И он потащил свою тачку, засвистел и закричал, расхваливая красные гранаты и желтые бананы, и побежал через мосты и улицы, вверх и вниз. И это уже были не красные гранаты и желтые бананы, а золотые бананы и бриллиантовые гранаты.

Автомобили кричали вокруг него, как люди; он оглядывался, а поезда неслись над ним, с красным глазом во лбу, и хотели по голове его проехать, и он падал на землю, чтобы они не проехали, а они ревели оттого, что не переехали его. А рыжие американские городовые стояли, как столбы.

И так от белого рассвета до черной ночи, в мороз и пекло, с горы и в гору. И он уже не знал: то ли автомобили бегут вокруг него, то ли он бежит вокруг автомобилей, и все он кричал.

И до тех пор кричал, пока однажды не упал и уже не поднялся, и тысячи людей — англичане, немцы, негры, китайцы, евреи — каждый на своем языке подняли крик, что он мешает движению. И городовой сдвинулся с места и залаял, как собака. Еврея положили на дроги и увезли, а мальчики растащили его бананы и гранаты и еще засвистели ему вслед.

Когда он вышел из больницы, где сбрили его черные усики, он уже не возвратился к хозяину, а поступил в швейную мастерскую.

Там сказали ему, что он будет вшивать только карманы, а такой же точно еврей, как и он, пришивал рукава, а самый здоровый пришивал крючки, а хозяин ходил вокруг них, как извозчик вокруг своих лошадей, и покрикивал: „Эй, карман-дырка!

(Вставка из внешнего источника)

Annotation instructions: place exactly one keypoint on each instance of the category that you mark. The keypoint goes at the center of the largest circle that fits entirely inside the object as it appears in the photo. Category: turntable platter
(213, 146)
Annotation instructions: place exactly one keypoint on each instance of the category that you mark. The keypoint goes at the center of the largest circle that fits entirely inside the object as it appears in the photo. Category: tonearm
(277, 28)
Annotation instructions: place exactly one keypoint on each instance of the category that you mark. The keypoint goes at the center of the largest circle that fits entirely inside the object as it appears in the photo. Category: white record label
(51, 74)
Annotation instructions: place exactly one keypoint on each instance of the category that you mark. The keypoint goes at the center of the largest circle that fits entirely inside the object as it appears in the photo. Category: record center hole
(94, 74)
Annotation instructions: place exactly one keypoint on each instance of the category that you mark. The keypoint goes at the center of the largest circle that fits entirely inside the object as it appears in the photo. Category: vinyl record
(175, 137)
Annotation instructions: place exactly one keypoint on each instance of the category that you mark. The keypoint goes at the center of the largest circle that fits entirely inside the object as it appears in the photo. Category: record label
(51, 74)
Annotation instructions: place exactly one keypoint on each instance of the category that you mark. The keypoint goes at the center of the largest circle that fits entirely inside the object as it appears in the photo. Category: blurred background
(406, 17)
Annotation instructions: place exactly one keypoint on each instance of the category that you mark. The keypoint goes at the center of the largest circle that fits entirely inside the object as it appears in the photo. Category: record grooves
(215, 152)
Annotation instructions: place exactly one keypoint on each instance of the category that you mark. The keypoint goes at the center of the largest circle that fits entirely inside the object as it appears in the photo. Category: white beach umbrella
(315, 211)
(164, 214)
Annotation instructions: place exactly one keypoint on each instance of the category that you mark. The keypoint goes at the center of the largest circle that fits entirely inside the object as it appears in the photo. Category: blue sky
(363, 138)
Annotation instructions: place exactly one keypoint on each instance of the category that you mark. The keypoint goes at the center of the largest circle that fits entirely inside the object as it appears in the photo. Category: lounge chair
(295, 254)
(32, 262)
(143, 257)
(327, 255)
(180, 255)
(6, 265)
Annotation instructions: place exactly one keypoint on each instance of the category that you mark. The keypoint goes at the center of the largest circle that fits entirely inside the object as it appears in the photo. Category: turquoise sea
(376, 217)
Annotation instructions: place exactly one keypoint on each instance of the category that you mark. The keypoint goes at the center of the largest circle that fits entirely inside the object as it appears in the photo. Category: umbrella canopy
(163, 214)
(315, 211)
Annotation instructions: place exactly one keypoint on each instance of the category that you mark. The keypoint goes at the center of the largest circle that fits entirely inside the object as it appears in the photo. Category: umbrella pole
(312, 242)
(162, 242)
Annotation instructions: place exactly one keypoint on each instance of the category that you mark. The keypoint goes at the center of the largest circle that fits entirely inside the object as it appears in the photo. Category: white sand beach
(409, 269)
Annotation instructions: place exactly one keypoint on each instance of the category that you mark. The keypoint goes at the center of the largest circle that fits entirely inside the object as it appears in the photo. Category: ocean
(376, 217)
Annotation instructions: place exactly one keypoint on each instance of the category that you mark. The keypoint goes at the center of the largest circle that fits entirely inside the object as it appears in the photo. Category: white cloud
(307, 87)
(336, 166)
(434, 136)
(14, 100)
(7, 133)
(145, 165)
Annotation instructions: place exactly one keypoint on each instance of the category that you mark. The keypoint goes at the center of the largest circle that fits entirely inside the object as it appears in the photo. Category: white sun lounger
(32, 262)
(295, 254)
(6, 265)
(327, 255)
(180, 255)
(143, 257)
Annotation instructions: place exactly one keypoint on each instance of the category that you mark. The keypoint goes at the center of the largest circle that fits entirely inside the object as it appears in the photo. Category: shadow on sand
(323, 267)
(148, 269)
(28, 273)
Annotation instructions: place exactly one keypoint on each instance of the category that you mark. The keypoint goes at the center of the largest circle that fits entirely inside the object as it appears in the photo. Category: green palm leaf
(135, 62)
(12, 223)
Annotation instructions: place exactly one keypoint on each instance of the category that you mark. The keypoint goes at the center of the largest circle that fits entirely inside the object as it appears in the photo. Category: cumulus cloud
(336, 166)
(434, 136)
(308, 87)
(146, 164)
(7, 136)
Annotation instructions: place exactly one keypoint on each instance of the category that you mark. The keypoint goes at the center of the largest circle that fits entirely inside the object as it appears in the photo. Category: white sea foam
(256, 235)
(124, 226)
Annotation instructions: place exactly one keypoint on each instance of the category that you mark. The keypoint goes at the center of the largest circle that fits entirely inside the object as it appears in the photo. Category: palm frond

Эй, крючок-сумасшедший!" И они сами уже забыли, как их звали.

Он вшивал карманы и думал о счастье и богатстве людей, которым эти карманы вшивал.

Чуть свет — он уже садился за шитье: день и ночь, ночь и день. На дворе льет дождь. На дворе льет дождь и сыплет снег. А машина шьет и шьет. Не успевал он вшить один карман, уже ждал второй, скакал третий, и он уже не успевал себе даже вопроса задать и ответить на него, и все шил и шил. „Саван я себе сошью", — подумал он однажды и сел на пароход.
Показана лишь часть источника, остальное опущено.